Yahoo didn’t say if it believes the same hacker might have pulled off two separate attacks. The company blamed the late 2014 attack on a hacker affiliated with an unidentified foreign government, but said it hasn’t been able to identify the source behind the 2013 intrusion.
Yahoo has more than a billion monthly active users, although some have multiple accounts and others have none at all. An unknown number of accounts were affected by both hacks.
In both attacks, the stolen information included names, email addresses, phone numbers, birthdates and security questions and answers. The company says it believes bank-account information and payment-card data were not affected.
But hackers also apparently stole passwords in both attacks.
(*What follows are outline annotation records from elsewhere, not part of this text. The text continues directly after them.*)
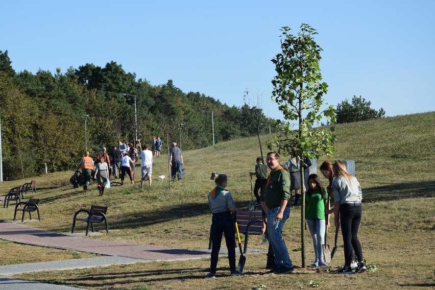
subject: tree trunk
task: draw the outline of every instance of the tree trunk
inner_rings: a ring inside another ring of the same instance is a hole
[[[304,178],[304,161],[300,160],[301,169],[301,249],[302,268],[306,268],[305,261],[305,187]]]
[[[260,130],[257,130],[257,136],[258,137],[258,144],[260,144],[260,154],[261,155],[261,161],[264,164],[264,159],[263,159],[263,150],[261,149],[261,142],[260,141]]]
[[[171,157],[169,155],[169,136],[167,133],[166,133],[166,146],[167,148],[167,170],[169,172],[169,191],[171,191],[172,190],[172,184],[171,183],[172,181],[172,176],[171,176],[171,165],[169,165],[169,162],[171,160]]]

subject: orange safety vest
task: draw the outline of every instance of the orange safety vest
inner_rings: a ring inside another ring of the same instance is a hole
[[[93,164],[92,164],[92,158],[89,156],[85,156],[82,158],[82,166],[80,167],[82,169],[90,169],[93,170]]]

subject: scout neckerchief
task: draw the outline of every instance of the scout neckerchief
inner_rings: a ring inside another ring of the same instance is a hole
[[[211,197],[213,199],[215,199],[219,195],[219,194],[222,192],[224,188],[218,186],[213,188],[213,190],[211,190],[211,192],[210,193],[211,194]]]
[[[282,166],[279,165],[279,167],[278,167],[278,169],[277,169],[276,170],[284,170],[284,168],[282,168]],[[271,178],[272,178],[272,173],[274,173],[274,172],[275,172],[275,171],[276,171],[276,170],[274,170],[274,171],[271,171],[271,174],[269,174],[269,177],[268,177],[268,182],[266,183],[266,187],[269,187],[269,183],[270,183],[270,182],[271,182]]]

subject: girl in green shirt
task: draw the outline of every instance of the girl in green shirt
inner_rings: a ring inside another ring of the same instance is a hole
[[[316,255],[316,260],[311,265],[327,266],[322,246],[325,244],[326,227],[329,227],[329,223],[325,223],[325,209],[329,208],[328,195],[317,174],[310,175],[308,184],[308,188],[305,195],[305,218],[312,238]],[[329,215],[327,214],[326,217],[329,222]]]

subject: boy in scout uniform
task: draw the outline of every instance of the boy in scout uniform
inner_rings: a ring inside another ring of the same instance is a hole
[[[266,158],[271,173],[261,192],[261,206],[267,213],[268,233],[275,255],[276,269],[274,273],[287,274],[294,270],[281,232],[290,215],[290,176],[279,165],[279,155],[268,153]]]

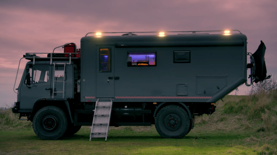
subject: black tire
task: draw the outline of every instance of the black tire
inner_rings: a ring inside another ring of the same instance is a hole
[[[188,113],[177,105],[168,105],[158,113],[155,119],[157,131],[163,138],[181,138],[188,133],[190,120]]]
[[[74,123],[69,124],[67,130],[65,131],[64,135],[74,135],[79,131],[81,127],[82,126],[75,126]]]
[[[59,108],[44,107],[34,117],[33,128],[38,137],[44,140],[55,140],[61,137],[67,127],[66,116]]]

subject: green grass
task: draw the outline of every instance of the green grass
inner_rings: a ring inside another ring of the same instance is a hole
[[[82,127],[75,135],[55,141],[42,140],[31,129],[2,132],[0,154],[259,154],[254,148],[242,145],[244,139],[250,135],[242,136],[236,132],[208,134],[196,130],[182,139],[176,139],[162,138],[154,128],[147,132],[112,129],[107,141],[104,138],[90,141],[89,129]]]
[[[162,138],[152,125],[110,127],[106,142],[89,141],[89,126],[43,141],[29,121],[0,111],[0,154],[277,154],[276,100],[264,94],[223,99],[212,115],[196,117],[194,128],[181,139]]]

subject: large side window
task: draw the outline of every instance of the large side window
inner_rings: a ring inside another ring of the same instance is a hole
[[[128,66],[156,66],[156,52],[128,52]]]
[[[34,67],[33,77],[33,83],[47,82],[49,81],[49,67]]]
[[[190,63],[190,51],[175,51],[173,56],[174,63]]]
[[[110,48],[100,48],[99,72],[111,72]]]

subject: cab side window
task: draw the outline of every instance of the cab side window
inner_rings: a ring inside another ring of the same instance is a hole
[[[49,67],[34,67],[32,77],[33,83],[47,82],[49,81]]]
[[[32,83],[32,77],[33,77],[32,75],[33,75],[33,67],[30,67],[29,69],[29,71],[27,69],[27,71],[26,74],[28,73],[30,73],[30,79],[31,80],[31,83]],[[24,82],[24,84],[26,84],[26,82],[27,81],[27,80],[25,78],[25,81]]]

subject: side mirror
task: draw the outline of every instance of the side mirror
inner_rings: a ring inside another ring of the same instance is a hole
[[[31,85],[31,77],[30,75],[30,73],[29,72],[26,75],[26,84],[27,85]]]

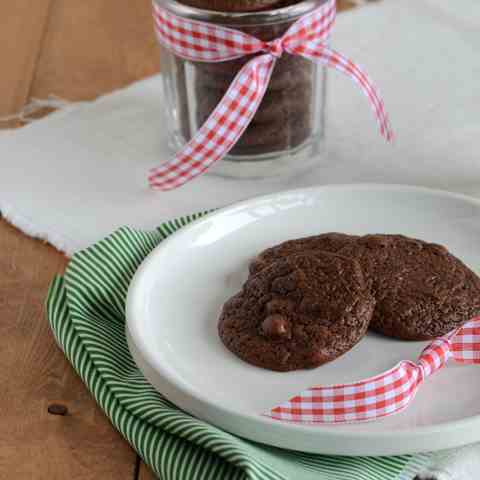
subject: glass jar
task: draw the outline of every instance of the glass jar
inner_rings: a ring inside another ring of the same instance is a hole
[[[203,10],[176,0],[155,0],[179,17],[241,30],[264,41],[280,37],[299,17],[326,0],[304,0],[258,12]],[[178,150],[202,126],[242,66],[252,56],[221,63],[192,62],[162,45],[160,59],[171,147]],[[266,177],[304,171],[318,163],[323,145],[325,69],[284,53],[252,122],[211,172]]]

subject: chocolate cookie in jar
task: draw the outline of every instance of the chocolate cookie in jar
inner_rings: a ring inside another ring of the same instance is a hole
[[[155,0],[176,17],[238,30],[259,40],[280,38],[326,0]],[[221,61],[177,56],[161,44],[161,65],[172,147],[182,148],[221,102],[255,55]],[[237,177],[289,174],[318,163],[322,146],[324,69],[283,52],[246,129],[213,172]]]

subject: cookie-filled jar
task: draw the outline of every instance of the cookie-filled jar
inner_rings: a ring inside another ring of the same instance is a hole
[[[280,38],[295,21],[326,2],[154,1],[156,7],[177,19],[245,32],[264,42]],[[161,42],[160,47],[168,116],[165,127],[169,129],[172,148],[178,150],[209,118],[242,67],[261,52],[209,62],[176,55]],[[324,68],[299,55],[282,52],[275,60],[265,95],[251,122],[212,171],[235,177],[264,177],[302,171],[318,163],[324,104]]]

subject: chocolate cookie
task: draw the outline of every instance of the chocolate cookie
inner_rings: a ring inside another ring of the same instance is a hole
[[[226,91],[222,89],[209,89],[202,87],[203,95],[200,97],[198,112],[202,117],[199,118],[199,124],[202,125],[210,116],[214,108],[220,103]],[[253,117],[250,127],[268,123],[277,129],[292,118],[308,118],[311,116],[311,106],[305,110],[308,100],[312,98],[312,87],[306,84],[302,89],[283,90],[281,92],[268,91],[263,97],[260,106]]]
[[[336,253],[353,243],[357,238],[354,235],[344,233],[322,233],[313,237],[288,240],[259,253],[250,263],[250,274],[258,273],[274,261],[287,255],[305,253],[311,250]]]
[[[314,368],[365,335],[374,306],[357,262],[325,252],[289,255],[225,303],[218,332],[231,352],[259,367]]]
[[[480,314],[480,279],[448,250],[402,235],[367,235],[340,253],[360,262],[377,305],[370,327],[429,340]]]
[[[217,12],[258,12],[281,8],[301,0],[181,0],[181,3],[191,7]]]

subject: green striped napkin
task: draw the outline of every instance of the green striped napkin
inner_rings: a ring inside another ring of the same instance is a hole
[[[248,442],[198,420],[158,394],[125,339],[128,285],[142,260],[200,215],[142,232],[121,228],[73,256],[47,299],[53,333],[98,404],[163,480],[407,480],[427,455],[333,457]]]

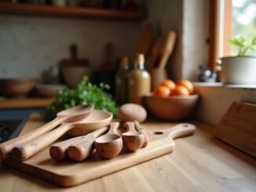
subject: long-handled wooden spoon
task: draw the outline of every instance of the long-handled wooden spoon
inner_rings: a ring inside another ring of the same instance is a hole
[[[136,131],[134,122],[127,121],[123,125],[128,132],[122,134],[123,145],[130,151],[136,151],[144,144],[144,136],[141,132]]]
[[[108,130],[105,126],[86,136],[76,136],[68,140],[59,142],[49,148],[49,155],[57,161],[61,161],[68,156],[79,161],[86,159],[94,149],[94,140]]]
[[[83,120],[71,123],[64,123],[51,132],[35,138],[24,144],[14,147],[11,152],[11,156],[15,160],[26,160],[57,140],[67,132],[74,129],[76,130],[77,136],[85,135],[96,129],[109,125],[112,117],[113,114],[112,113],[94,110]]]
[[[97,152],[104,158],[113,158],[122,150],[123,140],[116,133],[119,122],[112,122],[107,134],[96,139],[94,146]]]
[[[175,31],[170,31],[166,37],[165,45],[162,49],[161,59],[159,63],[159,68],[164,68],[166,65],[167,60],[173,53],[175,42],[176,42],[177,34]]]
[[[142,147],[147,147],[148,143],[148,136],[147,136],[146,132],[141,128],[140,123],[137,121],[134,121],[134,126],[135,126],[135,129],[137,132],[141,132],[144,135],[144,139]]]
[[[108,127],[101,128],[73,143],[68,149],[68,157],[76,161],[85,160],[93,150],[95,139],[108,130]]]
[[[57,113],[57,118],[45,125],[2,143],[0,145],[0,159],[5,159],[15,146],[24,143],[28,140],[49,132],[61,123],[71,122],[85,118],[93,111],[93,108],[94,106],[93,104],[80,105]]]

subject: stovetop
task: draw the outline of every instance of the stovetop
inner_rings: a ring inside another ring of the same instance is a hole
[[[24,121],[24,119],[0,120],[0,143],[16,137]]]

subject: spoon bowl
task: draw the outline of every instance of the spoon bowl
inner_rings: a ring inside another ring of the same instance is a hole
[[[136,151],[141,149],[144,142],[144,136],[136,131],[134,122],[127,121],[124,126],[128,129],[128,132],[122,134],[123,145],[130,151]]]
[[[123,139],[116,133],[119,126],[119,122],[111,123],[108,132],[95,140],[95,149],[101,157],[107,159],[113,158],[121,152]]]

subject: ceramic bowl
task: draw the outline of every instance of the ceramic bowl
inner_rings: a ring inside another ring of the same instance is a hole
[[[182,120],[195,109],[199,95],[162,97],[152,94],[145,96],[147,107],[156,118],[163,120]]]
[[[66,85],[46,85],[38,84],[36,85],[36,91],[43,96],[54,97],[57,96],[58,89],[64,89],[68,88]]]
[[[8,96],[25,96],[38,83],[36,78],[5,78],[0,79],[1,92]]]

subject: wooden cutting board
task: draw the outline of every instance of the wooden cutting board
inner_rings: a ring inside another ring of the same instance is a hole
[[[47,147],[25,161],[7,159],[3,163],[60,186],[72,187],[170,153],[175,146],[171,138],[192,135],[195,129],[191,124],[162,130],[145,129],[148,136],[145,148],[133,153],[123,149],[118,157],[110,160],[101,158],[94,150],[84,161],[56,161],[50,158]]]
[[[256,104],[233,102],[218,123],[214,135],[256,158]]]

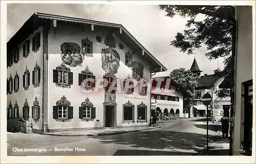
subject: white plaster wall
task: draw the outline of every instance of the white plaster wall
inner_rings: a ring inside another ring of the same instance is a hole
[[[176,110],[179,109],[180,111],[179,117],[182,116],[183,110],[183,97],[182,92],[177,90],[177,89],[174,86],[171,87],[172,89],[169,90],[169,92],[168,90],[167,91],[165,91],[166,89],[163,88],[161,89],[160,93],[158,92],[158,91],[159,91],[159,88],[156,88],[153,89],[152,91],[152,93],[155,94],[161,94],[167,96],[177,96],[179,98],[179,101],[167,101],[167,100],[157,100],[157,103],[156,104],[156,107],[159,107],[160,109],[162,110],[162,113],[163,113],[164,109],[167,108],[168,109],[168,113],[170,112],[170,109],[173,109],[174,110],[174,113],[176,112]],[[152,99],[152,102],[155,102],[155,99]]]
[[[37,52],[34,53],[32,51],[32,38],[34,35],[37,32],[41,33],[41,43],[39,50]],[[36,96],[37,97],[37,100],[39,101],[39,106],[40,107],[40,112],[42,113],[42,35],[41,34],[42,28],[40,27],[37,30],[34,32],[33,34],[31,34],[27,38],[24,38],[24,41],[20,42],[18,44],[19,48],[19,61],[17,63],[13,63],[11,67],[7,68],[7,78],[10,77],[10,74],[11,74],[13,79],[14,79],[16,71],[19,77],[19,86],[18,92],[14,93],[14,90],[12,91],[12,94],[7,95],[7,105],[9,106],[10,101],[11,101],[12,107],[14,107],[15,101],[17,100],[17,103],[19,106],[19,117],[22,118],[23,114],[23,107],[24,106],[24,102],[26,98],[27,99],[30,108],[30,120],[32,120],[32,106],[33,102],[35,100]],[[27,39],[30,40],[30,53],[28,57],[26,58],[23,57],[23,44],[24,42]],[[35,66],[36,61],[37,61],[37,64],[41,68],[40,74],[40,86],[36,88],[34,88],[32,84],[32,71],[34,70],[34,67]],[[26,69],[26,65],[28,65],[28,69],[30,73],[30,86],[29,89],[25,90],[23,88],[23,75]],[[13,81],[13,84],[14,84]],[[14,87],[13,87],[14,88]],[[40,120],[38,122],[33,121],[33,129],[41,129],[42,126],[41,114],[40,117]]]
[[[236,57],[234,155],[239,155],[243,140],[243,102],[241,99],[242,83],[252,79],[252,18],[250,6],[236,7],[238,22]],[[254,89],[254,88],[253,88]]]
[[[48,124],[49,129],[63,129],[63,128],[92,128],[94,127],[94,122],[83,122],[79,119],[79,108],[81,103],[84,101],[85,99],[88,97],[90,101],[96,107],[96,119],[100,120],[101,125],[103,120],[103,105],[104,101],[104,93],[103,89],[100,90],[98,93],[86,93],[80,90],[80,86],[78,85],[78,73],[84,69],[86,66],[88,65],[89,69],[96,76],[96,79],[102,78],[105,74],[105,71],[101,68],[101,56],[100,53],[102,49],[108,48],[104,43],[104,39],[109,31],[97,31],[92,32],[91,29],[79,30],[75,28],[71,27],[65,27],[63,26],[58,26],[57,22],[57,28],[55,29],[52,28],[49,33],[49,59],[48,63]],[[102,38],[101,43],[97,42],[96,37],[99,35]],[[53,82],[53,69],[59,65],[62,62],[60,55],[56,54],[60,54],[60,45],[65,42],[75,42],[81,46],[81,39],[88,37],[88,39],[93,42],[93,57],[85,57],[83,60],[82,66],[69,67],[71,72],[73,73],[73,85],[71,85],[71,88],[62,88],[55,86],[55,84]],[[118,53],[120,57],[120,66],[118,73],[115,74],[117,78],[121,79],[121,85],[122,86],[123,80],[126,78],[129,74],[130,77],[132,76],[132,69],[129,68],[124,64],[124,53],[130,51],[132,51],[123,43],[124,49],[120,50],[118,44],[121,41],[116,37],[115,37],[116,42],[115,50]],[[144,78],[147,80],[150,78],[150,71],[149,66],[146,64],[146,62],[142,61],[136,55],[133,57],[134,61],[139,61],[144,64]],[[143,103],[147,106],[147,120],[149,120],[150,104],[150,94],[148,93],[147,96],[140,96],[136,92],[137,88],[135,89],[134,97],[136,97],[137,99],[128,99],[125,98],[125,95],[123,93],[116,93],[117,106],[117,126],[132,126],[137,125],[137,105]],[[57,122],[53,119],[53,106],[56,105],[57,101],[60,100],[61,98],[65,95],[67,100],[70,101],[71,106],[74,106],[73,119],[70,122],[60,123]],[[129,97],[130,96],[129,96]],[[135,119],[134,124],[123,124],[122,118],[122,105],[127,102],[128,100],[133,103],[135,106]],[[149,122],[149,121],[148,121]],[[147,125],[148,123],[144,123]],[[141,125],[141,124],[140,124]]]

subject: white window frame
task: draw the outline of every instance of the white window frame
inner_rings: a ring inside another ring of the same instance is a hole
[[[58,119],[67,119],[68,118],[68,106],[58,106]],[[59,108],[61,108],[60,110]],[[66,108],[66,109],[64,108]],[[66,111],[66,113],[64,113],[64,111]],[[61,113],[59,112],[59,111],[61,111]],[[61,115],[61,116],[59,116],[59,114]],[[65,117],[64,115],[66,114],[66,116]]]
[[[88,117],[88,114],[90,115],[90,116]],[[84,116],[84,115],[86,116]],[[92,118],[92,107],[83,107],[82,109],[82,116],[84,119],[91,119]]]
[[[60,74],[59,73],[61,73]],[[64,82],[64,74],[65,73],[67,73],[67,83],[63,82]],[[59,76],[60,76],[60,78],[59,77]],[[59,82],[59,79],[61,79],[61,82]],[[69,84],[69,72],[67,71],[64,71],[64,70],[58,70],[58,84]]]

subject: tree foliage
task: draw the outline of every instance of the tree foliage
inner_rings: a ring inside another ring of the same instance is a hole
[[[184,98],[183,102],[184,108],[190,109],[193,99],[195,96],[195,89],[198,84],[193,74],[189,70],[180,68],[173,70],[169,76],[191,95],[190,97]]]
[[[186,29],[177,34],[175,39],[170,41],[171,45],[191,55],[195,49],[204,44],[207,48],[205,55],[209,60],[219,57],[224,59],[224,70],[216,74],[220,77],[230,75],[234,6],[159,5],[159,8],[167,13],[167,16],[179,15],[188,18]],[[203,20],[196,20],[199,14],[205,14]],[[221,92],[226,92],[225,89],[217,93],[220,96],[224,95]]]

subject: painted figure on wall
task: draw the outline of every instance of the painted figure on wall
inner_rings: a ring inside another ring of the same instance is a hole
[[[60,45],[61,60],[71,66],[76,66],[82,63],[81,47],[73,42],[65,42]]]
[[[106,73],[115,74],[120,66],[120,56],[117,52],[111,48],[101,50],[101,67]]]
Technically, those passwords should be secure; Yahoo said they were scrambled twice — once by encryption and once by another technique called hashing. But hackers have become adept at cracking secured passwords by assembling huge dictionaries of similarly scrambled phrases and matching them against stolen password databases.
That could mean trouble for any users who reused their Yahoo password for other online accounts. Yahoo is requiring users to change their passwords and invalidating security questions so they can’t be used to hack into accounts. (You may get a reprieve if you’ve changed your password and questions since September.)
Security experts said the 2013 attack was likely the work of a foreign government fishing for information about specific people. One big tell: It doesn’t appear that much personal data from Yahoo accounts has been posted for sale online, meaning the hack probably wasn’t the work of ordinary criminals.